重なりあう時間 | ナノ
熊野編 弐拾捌





伍拾捌話
 いざというときの話






深夜。
浅水は庭に出て月を見ていた。
少し前から、どこかで敦盛が奏でている笛の音も聞こえる。
こうしていると、昔に戻ったようだ。


「……眠れない?」


背後に気配を感じ、振り返らずに問えば、問われた方は驚いたようにその足を止めた。


「どうして分かったんですか?」
「そうだな……勘?」


逆に問い返され、考えながら答えれば、くるりと体制を変える。
そこには、譲の姿があった。
用意された夜着を身に付けていることから、一度は床についたのだろうか。


「明日も早いんだから、寝た方がいいと思うけど?」
「ちょっと、夢見が悪くて目が覚めたんです。そういうあなたも、早く寝た方がいいんじゃないですか?」
「私はいいんだよ。別に疲れてるわけじゃないからね」


そう返しながら、譲が眠れない理由を悟る。
星の一族の力。
将臣はそうでもなさそうだが、譲は夢で先を見るのだろう。

そう、浅水のように。

だとしたら、最近寝不足だという理由も頷ける。
何かよからぬことでも夢に見ているのだろうか。


「譲が見ている夢は、この先に起こることかな?」
「さぁ、どうなんでしょう。俺にも分からないんです。それに、ただの夢かもしれない」
「でも、その夢のせいで眠れないんでしょ?話してみれば、少しはすっきりするかもしれないよ」


譲に夢の内容を尋ねてみたが、彼は教えてはくれなかった。
相も変わらず頑固である。
だが、そこまで頑な理由があるとすれば、譲の場合は望美が関係しているのだろう。
昔から、譲の世界は望美を中心にして回っていた。
それは今でも変わらないようだ。
ならば、何を言っても無駄だろう。


「眠れないなら、可能な限り起きてればいい」
「え?」


突然の話題転換に思わず聞き返す。


「自分の体の限界まで起きてれば、眠りについたときに夢も見ずに深い眠りにつける」


そう話す浅水はどこか遠くを見ている。
目の前にいる譲の姿は目に入っていないようだった。


「翅羽、さん?」
「でも、戦の時はやらない方がいいだろうね。

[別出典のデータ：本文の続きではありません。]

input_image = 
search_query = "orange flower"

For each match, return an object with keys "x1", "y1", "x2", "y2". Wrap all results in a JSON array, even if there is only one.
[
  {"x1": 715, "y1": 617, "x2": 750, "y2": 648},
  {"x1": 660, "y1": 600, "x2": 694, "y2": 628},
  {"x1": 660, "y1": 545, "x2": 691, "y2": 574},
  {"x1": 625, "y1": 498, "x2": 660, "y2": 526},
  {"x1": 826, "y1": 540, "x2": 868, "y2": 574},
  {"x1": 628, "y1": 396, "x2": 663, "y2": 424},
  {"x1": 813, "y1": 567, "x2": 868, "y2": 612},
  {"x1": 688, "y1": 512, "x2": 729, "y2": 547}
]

寝不足で戦に参加するのは命を捨てるような物だ」


一瞬、見間違えたのかと思った。
なぜなら、くすりと微笑むその顔は普段のそれだったから。
だが、今の話は冗談で言ったようには見えない。


「ま、明日も早いことだし、今日は寝た方がいいだろうね」


譲の側へ近づき、はい、と手を差し伸べる。
それに首を傾げながらも、自分も手を出せば、その中に小さな包みが落とされる。
どうやら薬のように見えなくもない。


「あげる。熊野の神子姫様愛用の眠り薬。今晩はそれ飲んで寝ちゃいな。あぁ、弁慶が処方した物だから、味は保証しないけどね」
「え、でも……」


手の中の包みと浅水の顔を交互に見る譲に、言ってやらないとわかないか、と溜息をつく。


「あのさ……」
「夢で先を知るのは、譲だけじゃないってことだよ」


浅水が口を開けば、皆まで言う前にその場に現れた第三者によって言葉が続けられた。